The Please Don’t Destroy boys give as good as they get, though. “Well, hey, I’ve always wanted to meet the star of Madame Webb,” John Higgins says. “Can you introduce me to Sydney Sweeney?”
And Martin Herlihy asks, “So genuinely, do you still have to audition, or do they just give you the part as soon as Aubrey Plaza says no?”
“That’s almost as funny as the movie you made that no one saw,” Johnson replies. “What’s it like looking like the last three guys a lesbian sleeps with before coming out?”
Eventually, Johnson calls a “nepo truce” with Higgins and Herlihy, both of whom have famous parents. “A foot in the door and so much more,” the trio say as they touch rings. (Ben Marshall, who has regular-person parents, isn’t invited into the circle.)
And in the “Big Dumb Cup” sketch, Saturday Night Live riffed on the Stanley tumbler fad, with Johnson, Gardner, and Fineman playing white-woman influencers singing the praises of the coveted cup.
For starters, there’s the health benefits. “Mmm, you can really taste the bacteria,” Fineman says.
“I’m getting lead,” Gardner said.
Then there’s the, ahem, watertight lid. “It doesn’t leak at all,” Garner raves as water trickles out of her cup’s lid.

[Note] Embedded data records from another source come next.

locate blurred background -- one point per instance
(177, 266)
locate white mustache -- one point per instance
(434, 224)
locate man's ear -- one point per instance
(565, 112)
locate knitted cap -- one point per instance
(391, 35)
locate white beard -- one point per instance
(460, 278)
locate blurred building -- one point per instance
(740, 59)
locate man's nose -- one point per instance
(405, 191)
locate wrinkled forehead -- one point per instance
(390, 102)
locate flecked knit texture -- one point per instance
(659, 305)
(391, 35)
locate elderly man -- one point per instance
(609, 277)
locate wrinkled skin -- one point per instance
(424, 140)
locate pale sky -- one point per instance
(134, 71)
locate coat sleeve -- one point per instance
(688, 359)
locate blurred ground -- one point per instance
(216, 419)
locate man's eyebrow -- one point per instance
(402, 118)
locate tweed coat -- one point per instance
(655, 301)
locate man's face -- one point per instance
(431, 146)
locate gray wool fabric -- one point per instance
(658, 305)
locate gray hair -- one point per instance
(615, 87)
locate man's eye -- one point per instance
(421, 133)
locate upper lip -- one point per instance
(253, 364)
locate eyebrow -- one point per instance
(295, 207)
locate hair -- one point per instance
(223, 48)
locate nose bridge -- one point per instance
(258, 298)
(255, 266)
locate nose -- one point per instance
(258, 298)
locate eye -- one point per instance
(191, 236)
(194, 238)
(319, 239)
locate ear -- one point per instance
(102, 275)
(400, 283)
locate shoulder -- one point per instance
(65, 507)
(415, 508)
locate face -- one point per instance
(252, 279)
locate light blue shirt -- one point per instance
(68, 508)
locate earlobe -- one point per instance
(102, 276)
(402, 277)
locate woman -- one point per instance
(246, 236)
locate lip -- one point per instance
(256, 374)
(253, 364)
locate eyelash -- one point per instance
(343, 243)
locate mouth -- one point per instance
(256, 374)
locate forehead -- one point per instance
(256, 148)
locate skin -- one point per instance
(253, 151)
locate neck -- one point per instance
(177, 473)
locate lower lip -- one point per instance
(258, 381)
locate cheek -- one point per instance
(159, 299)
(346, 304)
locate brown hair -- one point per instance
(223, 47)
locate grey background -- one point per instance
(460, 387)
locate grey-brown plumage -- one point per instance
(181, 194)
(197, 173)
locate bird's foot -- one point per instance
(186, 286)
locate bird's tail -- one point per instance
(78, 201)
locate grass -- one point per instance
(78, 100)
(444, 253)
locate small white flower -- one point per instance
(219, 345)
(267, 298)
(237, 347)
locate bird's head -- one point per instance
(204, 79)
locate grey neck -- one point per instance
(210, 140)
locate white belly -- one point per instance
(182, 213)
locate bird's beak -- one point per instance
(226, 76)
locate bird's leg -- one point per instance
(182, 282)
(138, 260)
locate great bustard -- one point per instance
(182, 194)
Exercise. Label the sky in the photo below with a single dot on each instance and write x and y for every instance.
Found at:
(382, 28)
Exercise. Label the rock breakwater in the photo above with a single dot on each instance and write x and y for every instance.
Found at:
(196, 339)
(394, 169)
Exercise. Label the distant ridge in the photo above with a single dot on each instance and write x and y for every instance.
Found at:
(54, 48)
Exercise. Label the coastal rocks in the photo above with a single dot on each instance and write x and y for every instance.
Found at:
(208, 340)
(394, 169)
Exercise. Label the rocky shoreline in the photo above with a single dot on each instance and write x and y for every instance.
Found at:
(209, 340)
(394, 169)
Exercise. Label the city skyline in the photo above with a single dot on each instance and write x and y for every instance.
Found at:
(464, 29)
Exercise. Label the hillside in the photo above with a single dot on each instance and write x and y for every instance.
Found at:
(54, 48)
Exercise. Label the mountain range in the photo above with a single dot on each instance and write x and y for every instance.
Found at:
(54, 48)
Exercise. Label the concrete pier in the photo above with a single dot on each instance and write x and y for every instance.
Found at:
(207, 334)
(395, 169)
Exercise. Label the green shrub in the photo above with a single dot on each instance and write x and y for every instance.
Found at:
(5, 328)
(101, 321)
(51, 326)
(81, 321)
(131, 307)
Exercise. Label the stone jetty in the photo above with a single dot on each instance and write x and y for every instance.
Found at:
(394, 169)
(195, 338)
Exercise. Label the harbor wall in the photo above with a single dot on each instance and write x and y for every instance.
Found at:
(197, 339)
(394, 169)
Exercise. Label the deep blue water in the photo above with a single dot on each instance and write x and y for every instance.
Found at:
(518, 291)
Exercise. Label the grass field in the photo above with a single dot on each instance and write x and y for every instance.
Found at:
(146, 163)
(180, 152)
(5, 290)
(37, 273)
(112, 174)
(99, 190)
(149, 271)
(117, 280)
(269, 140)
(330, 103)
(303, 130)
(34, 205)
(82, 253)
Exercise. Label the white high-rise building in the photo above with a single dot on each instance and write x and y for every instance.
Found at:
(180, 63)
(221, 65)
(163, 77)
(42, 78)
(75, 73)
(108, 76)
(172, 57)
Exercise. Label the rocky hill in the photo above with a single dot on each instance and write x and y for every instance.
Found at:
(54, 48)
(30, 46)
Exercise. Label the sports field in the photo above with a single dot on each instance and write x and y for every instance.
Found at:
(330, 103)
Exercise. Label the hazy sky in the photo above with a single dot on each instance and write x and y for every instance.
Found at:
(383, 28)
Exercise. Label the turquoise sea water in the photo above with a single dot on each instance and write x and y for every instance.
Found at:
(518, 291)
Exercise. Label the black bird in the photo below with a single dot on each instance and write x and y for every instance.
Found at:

And there’s the capacity. “It holds almost an entire bottle of Josh [wine],” Johnson says. “Get in there, Josh!”
In short, these ladies don’t go anywhere without their Big Dumb Cup. “Wanna hear a secret? If I’m not sippin’, I’m peein’,” Gardner says.
“Why do you think they spell it C-U-P?” Johnson points out. “Ha ha, I’m bad.”